C++ – Debugging memory corruption

cdebuggingmemory

First off, I do realize this is not a perfect Q&A style question with an absolute answer, but I can't think of any wording to make it work better. I don't think there is an absolute solution to this and this is one of the reasons why I'm posting it here instead of Stack Overflow.

Over the last month I have been rewriting a fairly old piece of server code (mmorpg) to be more modern and easier to extend/mod.
I started with the network portion and implemented a 3rd party library (libevent) to handle stuff for me.
With all the re-factoring and code changes I introduced memory corruption somewhere and I have been struggling to find out where it happens.

I can't seem to reliably reproduce it on my dev/test environment, even when implementing primitive bots to simulate some load I don't get crashes any more (I fixed a libevent issue which caused some stuff)

I have tried so far:

Valgrinding the hell out of it – No invalid writes until the thing crashes (which may take 1+ day in production.. or just an hour) which is really baffling me, surely at some point it would access invalid memory and not overwrite stuff by chance? (Is there a way to "spread out" the address range?)

Code-Analysis tools, namely coverity and cppcheck. While they did point out some.. nastiness and edge cases in the code there was nothing serious.

Recording the process until it crashes with gdb (via undodb) and then working my way backwards. This /sounds/ like it should be doable, but I either end up crashing gdb by using the auto-complete feature or I end up in some internal libevent structure where I get lost since there's too many possible branches (one corruption causing another and so on).
I guess it would be nice if I could see what a pointer originally belongs to/where it was allocated, that would eliminate most of the branching-issues. I cant run valgrind with undodb though, and I the normal gdb record is unusably slow (if that even works in combination with valgrind).
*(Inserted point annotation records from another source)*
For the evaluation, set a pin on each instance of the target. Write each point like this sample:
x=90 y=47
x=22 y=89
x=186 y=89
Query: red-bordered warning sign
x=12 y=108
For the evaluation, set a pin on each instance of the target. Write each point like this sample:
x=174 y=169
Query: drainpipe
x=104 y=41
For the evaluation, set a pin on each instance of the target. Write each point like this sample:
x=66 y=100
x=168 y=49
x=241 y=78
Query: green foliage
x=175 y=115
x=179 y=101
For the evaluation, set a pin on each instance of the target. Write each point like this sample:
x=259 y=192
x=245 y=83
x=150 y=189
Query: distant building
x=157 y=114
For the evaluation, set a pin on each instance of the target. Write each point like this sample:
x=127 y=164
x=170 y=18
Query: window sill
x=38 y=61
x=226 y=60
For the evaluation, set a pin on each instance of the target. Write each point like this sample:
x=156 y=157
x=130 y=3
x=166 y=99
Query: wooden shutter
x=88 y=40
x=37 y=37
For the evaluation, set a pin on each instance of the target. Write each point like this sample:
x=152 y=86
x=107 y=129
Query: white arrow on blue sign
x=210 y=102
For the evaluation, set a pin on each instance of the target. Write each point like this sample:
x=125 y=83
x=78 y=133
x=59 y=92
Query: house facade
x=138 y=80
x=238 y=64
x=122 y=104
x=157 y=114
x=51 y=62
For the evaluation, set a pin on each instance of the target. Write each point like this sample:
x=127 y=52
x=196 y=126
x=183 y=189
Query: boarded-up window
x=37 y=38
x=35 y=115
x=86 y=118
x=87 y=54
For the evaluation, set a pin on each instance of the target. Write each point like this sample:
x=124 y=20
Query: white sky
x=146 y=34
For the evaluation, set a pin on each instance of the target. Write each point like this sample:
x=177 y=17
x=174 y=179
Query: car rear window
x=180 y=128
Code review! By myself (thoroughly) and having some friends look over my code, though I doubt it was thorough enough. I was thinking about maybe hiring a dev to do some code review/debugging with me, but I cant afford to put too much money in it and I wouldn't know where to look for someone who'd be willing to work for little-to-no money if he doesn't find the issue or anyone qualified at all.

I should also note: I usually get consistent backtraces.
There are a few places where the crash happens, mostly related to the socket class becoming corrupted somehow. Be it an invalid pointer pointing to something which isn't a socket or the socket class itself becoming overwritten (partially?) with gibberish. Although I suspect it's crashing there the most since that's one of the mostly used parts, so it's the first corrupted memory which gets used.

All in all this issue has had me busy for nearly 2 month (on and off, more of a hobby project) and is really frustrating me to the point where I become grumpy IRL and think about just giving up.
I just can't think about what else I am supposed to do to find the issue.

Are there any useful techniques I missed?
How do you deal with that? (It can't be that common since there isn't much information about this.. or I'm just really blind?)

Edit:

Some specs in case it matters:

Using c++(11) via gcc 4.7 (version supplied by debian wheezy)

The codebase is around 150k lines

Edit in response to david.pfx post: (sorry for the slow response)

Are you keeping careful records of crashes, to look for patterns?

Yes, I still have dumps of the recent crashes lying around

Are the few places really similar? In what way?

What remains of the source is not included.